Walking up the wall © NASA/KSC
Walking up the wall © NASA/KSC

Astronauts on the Moon would be working in reduced gravity – about one-sixth of what we feel on Earth. One way that NASA tried to replicate this experience was with this Reduced Gravity Walking Simulator. The puppetry-like suspension system kept astronauts in a horizontal position at the bottom of a long pendulum, which was designed so that the near-vertical ‘floor’ supported one-sixth of their weight.

As the astronauts walked, jumped and ran, researchers could study factors such as their speed, energy use and fatigue levels. The test subject here is working in a near-complete spacesuit so that engineers could learn more about the challenges of moonwalking with constrained movement, which helped them design suits that prevented astronauts from overheating on the Moon.
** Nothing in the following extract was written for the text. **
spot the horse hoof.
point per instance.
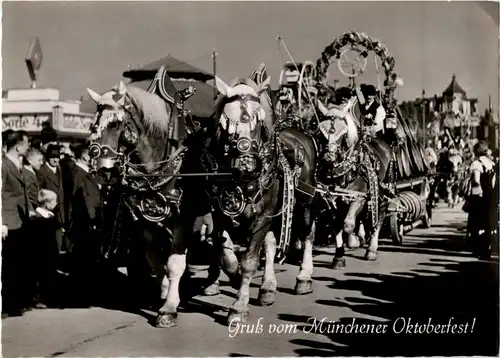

Discover how the Apollo missions came to pass:

Mock lunar surface – Manned Spacecraft Center (now the Johnson Space Center), Houston, Texas

One small practice step © NASA/JSC
One small practice step © NASA/JSC

Neil Armstrong and Buzz Aldrin would spend about two-and-a-half hours on the lunar surface during their Apollo 11 moonwalk, every minute of which was meticulously planned. In April 1969 – three months before their trip to the Moon – the astronauts donned their heavy spacesuits and carried out a dress rehearsal.

On a mock lunar surface, they planted the American flag, practised gathering rock and soil samples, and determined how and where they would deploy scientific instruments such as the Passive Seismic Experiment, designed to detect moonquakes. They also practised descending the Lunar Module’s ladder, with Armstrong rehearsing his famous “one small step” onto the Moon’s surface.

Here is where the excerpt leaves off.